With these words, Celeste precipitated
herself into his arms, and the next moment Nattie
heard a crash as they both fell on the floor.
The sudden shock of recognition that then burst upon
him, weakened him to such an extent that he could
not support himself, much less her, so down they went!
“He must know who it is now!”
thought Nattie, with a sigh of relief.
And meanwhile Celeste had picked herself
up, but Quimby still remained flat on the floor, bracing
himself up by his hands on either side, and staring
at her, motionless. Fortunately it was too dark
for her to see the expression of his face.
“Did you hurt yourself?”
asked Celeste at length. “Let me help you
up! We are to help each other now, you know.”
Quimby groaned.
“Oh, misery!” he gasped.
“This my destiny is too much for me!
Oh! the evil deeds of darkness! Listen to me,
I implore you! It is all a mistake! I thought
“Of course it was a mistake!
You did not suppose I thought you fell purposely,
did you, dear?” quickly interrupted Celeste,
blindly or willfully misunderstanding who
shall say which? “But please get up, Cyn
may come.”
At this Quimby scrambled to his feet
with startling suddenness, and exclaiming hastily,
“I will I will write and tell you all all! I have an engagement
now with a friend just around the corner!” he
rushed from the room, and would have flown, but the
pertinacious Celeste had followed, and just as he
reached the outside hall, regardless of the publicity,
flung herself around his neck, this time without bringing
him to the ground.
“It is not necessary to write!”
she cried. “Pray, do not take such a trifle
so much to heart. Remember I am yours, and
Another voice from the stairs just
above the pair, interrupted her. It was the voice
of Fishblate pere, and it said,
“Hugging! Marry her!”
“I I will!”
wailed the now alarmed Quimby, as Celeste blushingly
withdrew from her embrace of him. “I I
will see you to-morrow if I if I live!”
and striking his forehead with his hand, he burst away,
bounded frantically down the stairs and fled, ejaculating,
“I knew it! I had a presentiment from my
youth!”
“Excuse his eccentricity, Pa!”
Celeste said. “He loves me so much,
poor fellow!”
“Humph! Get enough of that!”
he growled, with contempt.
“And he has a nice little property!”
added Celeste, as they went up stairs.
“Property is the thing!”
Fishblate pere said, with undisguised plainness.

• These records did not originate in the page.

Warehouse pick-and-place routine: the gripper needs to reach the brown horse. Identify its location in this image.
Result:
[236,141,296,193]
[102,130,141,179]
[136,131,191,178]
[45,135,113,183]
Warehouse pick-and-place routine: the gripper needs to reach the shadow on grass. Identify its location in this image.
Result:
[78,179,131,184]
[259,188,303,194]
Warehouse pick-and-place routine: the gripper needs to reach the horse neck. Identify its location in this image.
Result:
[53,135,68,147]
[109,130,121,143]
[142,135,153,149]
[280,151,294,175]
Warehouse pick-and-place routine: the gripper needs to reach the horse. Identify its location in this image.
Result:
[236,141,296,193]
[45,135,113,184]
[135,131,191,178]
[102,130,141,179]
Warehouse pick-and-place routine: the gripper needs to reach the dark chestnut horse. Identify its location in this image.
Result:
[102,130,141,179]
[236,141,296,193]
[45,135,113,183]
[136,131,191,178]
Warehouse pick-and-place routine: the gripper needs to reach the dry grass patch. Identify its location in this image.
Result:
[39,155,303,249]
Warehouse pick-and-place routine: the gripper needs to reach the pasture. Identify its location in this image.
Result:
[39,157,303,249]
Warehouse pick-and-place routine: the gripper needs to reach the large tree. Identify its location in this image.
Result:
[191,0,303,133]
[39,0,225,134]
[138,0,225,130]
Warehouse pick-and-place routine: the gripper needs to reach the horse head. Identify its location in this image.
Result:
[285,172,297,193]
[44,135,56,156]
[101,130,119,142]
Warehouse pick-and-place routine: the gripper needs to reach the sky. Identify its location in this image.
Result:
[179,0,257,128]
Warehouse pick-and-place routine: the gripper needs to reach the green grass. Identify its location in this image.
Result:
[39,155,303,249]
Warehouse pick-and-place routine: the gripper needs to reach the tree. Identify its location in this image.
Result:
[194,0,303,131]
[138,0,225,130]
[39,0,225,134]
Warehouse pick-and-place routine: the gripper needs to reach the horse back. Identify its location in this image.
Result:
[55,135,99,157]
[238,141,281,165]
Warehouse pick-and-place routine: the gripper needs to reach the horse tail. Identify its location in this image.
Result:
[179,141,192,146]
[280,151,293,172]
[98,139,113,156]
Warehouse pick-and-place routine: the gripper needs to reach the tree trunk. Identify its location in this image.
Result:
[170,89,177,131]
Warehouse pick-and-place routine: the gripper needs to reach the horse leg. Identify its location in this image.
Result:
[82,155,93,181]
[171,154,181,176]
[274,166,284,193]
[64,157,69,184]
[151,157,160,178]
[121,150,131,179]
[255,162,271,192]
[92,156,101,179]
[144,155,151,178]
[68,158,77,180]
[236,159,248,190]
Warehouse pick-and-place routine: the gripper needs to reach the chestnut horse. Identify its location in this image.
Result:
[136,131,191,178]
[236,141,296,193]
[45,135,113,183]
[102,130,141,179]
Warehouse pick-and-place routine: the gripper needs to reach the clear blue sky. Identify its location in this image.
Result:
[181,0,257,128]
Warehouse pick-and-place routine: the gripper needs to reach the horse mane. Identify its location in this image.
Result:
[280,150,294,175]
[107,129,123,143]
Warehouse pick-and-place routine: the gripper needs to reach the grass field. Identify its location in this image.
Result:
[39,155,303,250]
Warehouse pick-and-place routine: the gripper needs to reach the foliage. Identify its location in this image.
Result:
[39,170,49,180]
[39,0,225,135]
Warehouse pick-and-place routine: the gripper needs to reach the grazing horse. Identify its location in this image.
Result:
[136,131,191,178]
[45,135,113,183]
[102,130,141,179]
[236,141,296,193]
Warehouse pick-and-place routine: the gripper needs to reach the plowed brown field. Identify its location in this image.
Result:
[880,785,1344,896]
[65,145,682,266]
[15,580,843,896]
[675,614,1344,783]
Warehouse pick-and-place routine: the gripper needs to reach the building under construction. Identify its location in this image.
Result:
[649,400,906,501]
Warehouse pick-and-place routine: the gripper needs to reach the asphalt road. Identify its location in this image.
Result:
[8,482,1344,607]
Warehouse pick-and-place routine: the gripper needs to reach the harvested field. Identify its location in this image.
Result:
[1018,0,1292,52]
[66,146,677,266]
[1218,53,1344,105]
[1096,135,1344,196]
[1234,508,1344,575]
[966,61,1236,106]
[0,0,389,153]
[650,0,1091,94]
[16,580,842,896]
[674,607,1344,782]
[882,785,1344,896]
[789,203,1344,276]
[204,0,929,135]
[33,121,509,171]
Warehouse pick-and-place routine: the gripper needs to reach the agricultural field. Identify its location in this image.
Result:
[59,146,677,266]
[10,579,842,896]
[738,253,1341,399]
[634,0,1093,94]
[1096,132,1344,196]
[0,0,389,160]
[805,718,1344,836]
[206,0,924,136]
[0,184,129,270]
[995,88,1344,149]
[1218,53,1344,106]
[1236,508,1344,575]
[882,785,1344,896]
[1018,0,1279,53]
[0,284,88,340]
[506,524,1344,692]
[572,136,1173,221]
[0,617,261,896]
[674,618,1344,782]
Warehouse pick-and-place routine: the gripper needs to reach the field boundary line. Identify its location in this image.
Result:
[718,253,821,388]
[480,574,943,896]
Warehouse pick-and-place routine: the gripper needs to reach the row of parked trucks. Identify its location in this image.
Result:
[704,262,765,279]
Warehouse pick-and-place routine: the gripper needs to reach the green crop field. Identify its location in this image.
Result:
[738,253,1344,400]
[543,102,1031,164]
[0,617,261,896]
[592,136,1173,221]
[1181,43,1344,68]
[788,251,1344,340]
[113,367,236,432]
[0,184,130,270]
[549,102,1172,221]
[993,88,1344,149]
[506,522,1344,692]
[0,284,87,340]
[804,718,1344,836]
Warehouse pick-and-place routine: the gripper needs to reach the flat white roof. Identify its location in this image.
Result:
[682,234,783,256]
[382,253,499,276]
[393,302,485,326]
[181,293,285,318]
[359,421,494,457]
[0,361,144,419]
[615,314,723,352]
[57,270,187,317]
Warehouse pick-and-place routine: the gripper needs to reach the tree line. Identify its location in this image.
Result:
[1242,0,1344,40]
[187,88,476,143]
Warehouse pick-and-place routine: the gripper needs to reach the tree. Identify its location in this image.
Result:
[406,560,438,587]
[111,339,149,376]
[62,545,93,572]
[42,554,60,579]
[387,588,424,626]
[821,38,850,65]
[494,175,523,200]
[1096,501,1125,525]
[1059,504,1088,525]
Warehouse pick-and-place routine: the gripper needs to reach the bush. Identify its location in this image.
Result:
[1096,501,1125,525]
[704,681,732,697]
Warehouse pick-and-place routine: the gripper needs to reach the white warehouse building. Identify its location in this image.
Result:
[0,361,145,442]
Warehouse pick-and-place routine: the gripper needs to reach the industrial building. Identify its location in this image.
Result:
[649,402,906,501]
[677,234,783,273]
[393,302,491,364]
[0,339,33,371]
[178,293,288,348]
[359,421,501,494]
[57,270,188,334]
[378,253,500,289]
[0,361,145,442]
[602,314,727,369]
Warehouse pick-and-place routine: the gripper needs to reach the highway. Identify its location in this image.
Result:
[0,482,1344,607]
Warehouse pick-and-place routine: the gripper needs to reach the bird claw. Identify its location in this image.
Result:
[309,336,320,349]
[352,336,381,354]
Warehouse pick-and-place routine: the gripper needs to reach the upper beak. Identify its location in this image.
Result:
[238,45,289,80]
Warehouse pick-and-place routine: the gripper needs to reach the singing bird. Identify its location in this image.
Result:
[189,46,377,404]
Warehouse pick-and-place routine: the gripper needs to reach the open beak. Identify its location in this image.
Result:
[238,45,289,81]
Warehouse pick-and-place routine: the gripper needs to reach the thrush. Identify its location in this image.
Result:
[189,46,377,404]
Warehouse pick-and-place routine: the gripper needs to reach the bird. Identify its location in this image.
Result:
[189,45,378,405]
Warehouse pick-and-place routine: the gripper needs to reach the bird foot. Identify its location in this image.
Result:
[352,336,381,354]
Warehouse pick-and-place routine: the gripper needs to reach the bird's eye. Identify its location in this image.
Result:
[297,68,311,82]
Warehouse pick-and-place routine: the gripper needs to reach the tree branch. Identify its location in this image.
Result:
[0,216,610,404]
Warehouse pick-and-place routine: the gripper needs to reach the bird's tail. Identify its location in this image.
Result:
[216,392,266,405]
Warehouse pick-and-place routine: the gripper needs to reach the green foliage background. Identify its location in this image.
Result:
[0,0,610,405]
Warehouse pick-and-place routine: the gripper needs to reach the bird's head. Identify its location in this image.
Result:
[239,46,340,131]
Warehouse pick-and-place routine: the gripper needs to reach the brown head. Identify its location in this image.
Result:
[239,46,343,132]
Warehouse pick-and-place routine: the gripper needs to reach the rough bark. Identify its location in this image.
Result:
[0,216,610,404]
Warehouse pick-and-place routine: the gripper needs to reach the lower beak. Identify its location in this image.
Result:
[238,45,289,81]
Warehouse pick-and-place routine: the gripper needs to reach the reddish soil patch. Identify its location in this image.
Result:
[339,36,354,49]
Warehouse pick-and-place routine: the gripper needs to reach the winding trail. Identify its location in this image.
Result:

Nattie emerged from her retreat on
the hasty exit of Quimby and Celeste, so full of regret
for the flight that had proved so disastrous to him,
that the ludicrous part of the scene just enacted was
forgotten.
“Poor Quimby!” she thought,
remorsefully. “What a dreadful fix he is
in! I hope he will get out of it; and I am so
sorry for my share in it! How strange it would
be if he should, as he once said, marry the wrong
woman, after all!”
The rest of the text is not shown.